Chhaapptteerr 99::
LLIIN
NEEA
ARRR
REEG
GRRE
ESSS
SIIO
ONN
CHAPTER REVIEW
9.1 Preamble
9.2 What is linear regression?
9.3 Linear regression for prediction
9.4 Linear regression analysis
9.5 Calculating relationship between two variables
9.6 Predicting English performance
9.1 PREAMBLE
This chapter discusses linear regression which is used to analyse statistically the relationship
between an independent and dependent variable. It is also used for prediction of a variable
based on what is known of another variable.
There are two key words; ‘linear’ and ‘regression’. When you think of ‘regression’ you are
thinking of ‘prediction’. A regression models the past relationship between variables to
predict their future behaviour. You are predicting the value of variable Y using the value of
variable X. To be able to predict the future value of Y, you need to have data showing the
relationship of variable X and variable Y. For example, to predict future performance in
university using an aptitude test, you need to have a set of data showing the relationship
between ‘Scores on the Aptitude Test’ and university ‘GPA’.
Figure 9.1 Graph showing a linear relationship between the time spent and the
acquisition of a skill
The other word is ‘linear’ which mean that relationship between the two variables should be
a ‘straight-line relationship’ or linear relationship. See Figure 9.1. which shows a ‘linear’
relationship between ‘time spent’ and ‘skill acquisition’. In other word, the more time a
person spends practicing a skill, the more competent is the person in that skill.

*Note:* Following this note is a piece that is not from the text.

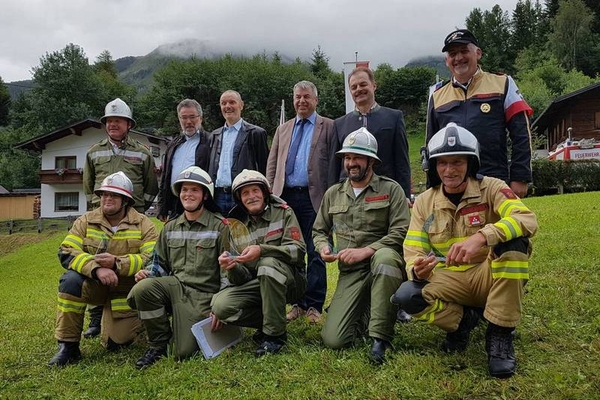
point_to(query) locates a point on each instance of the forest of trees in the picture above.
(550, 47)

The opposite is a ‘non-linear relationship’ where the relationship between the two variables
is represented by a curved line.
Figure 9.2 Graph showing a non-linear relationship between performance and anxiety
See Figure 9.2 which shows a non-linear relationship between mathematics performance
and anxiety levels where the line is curved. Very low or non-existent anxiety levels will be
shown to be correlated with low test scores, then as the anxiety levels go up, so do the test
scores (a little bit of stress may increase the concentration levels), till we reach a point where
really high anxiety levels will be shown to be correlated with low test scores again (as very
high stress levels may impair concentration).
The main purpose of linear regression analysis is to assess associations between dependent
and independent variables. The most basic type of regression is that of simple linear
regression. A simple linear regression uses only one independent variable, and it describes
the relationship between the independent variable (hours spent practicing mathematics) and
dependent variable (score in a mathematics test) as a straight line.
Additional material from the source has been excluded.